Both lifeboats at Clifden RNLI were launched just before 11am on 12 December, following a Coast Guard request to go to the aid of Ophelia WT 399, which was taking on water and in danger of sinking off the Galway coast.
While wind conditions were a southwesterly force 3-4, there was a very large swell at the time of the incident.
Clifden RNLI coxswain James Mullen said: “When the lifeboats arrived on scene, there was a large tanker vessel providing the casualty vessel with some shelter from the 7-8m seas. The Atlantic 85 lifeboat, helm Joe Acton, immediately transferred two crew aboard with a salvage pump and began pumping out the vessel.
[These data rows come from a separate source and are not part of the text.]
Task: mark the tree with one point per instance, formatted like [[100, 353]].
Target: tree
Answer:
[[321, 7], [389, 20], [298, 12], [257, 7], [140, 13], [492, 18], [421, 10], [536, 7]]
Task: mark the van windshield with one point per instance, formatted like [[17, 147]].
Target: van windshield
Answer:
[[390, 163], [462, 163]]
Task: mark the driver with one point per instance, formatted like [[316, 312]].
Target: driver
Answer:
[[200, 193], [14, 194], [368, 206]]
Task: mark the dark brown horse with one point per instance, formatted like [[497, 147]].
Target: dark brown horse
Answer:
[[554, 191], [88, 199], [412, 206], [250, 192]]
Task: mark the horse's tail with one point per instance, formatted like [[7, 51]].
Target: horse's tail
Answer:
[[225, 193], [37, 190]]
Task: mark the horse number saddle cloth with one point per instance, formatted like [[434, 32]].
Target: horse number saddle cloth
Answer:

Once the water level dropped low enough for the vessel to use its own engine power, we headed back to shore.
On the way to Clifden the boat
“However, on the way to Clifden the boat started to take on more water than the two pumps could handle and the engine overheated, so we made the decision then to take her under tow. The larger salvage pump was transferred from the Shannon-class lifeboat to the casualty via the inshore lifeboat by crew member Chris Nee.
“With both lifeboat pumps working and the vessel’s own bilge pump, the flow of water was stemmed, and the boat was escorted safely back to Clifden. Both helicopters Rescue 115 and 118 were also on scene, and we are glad to have been able to bring the casualties and the vessel safely back to shore.”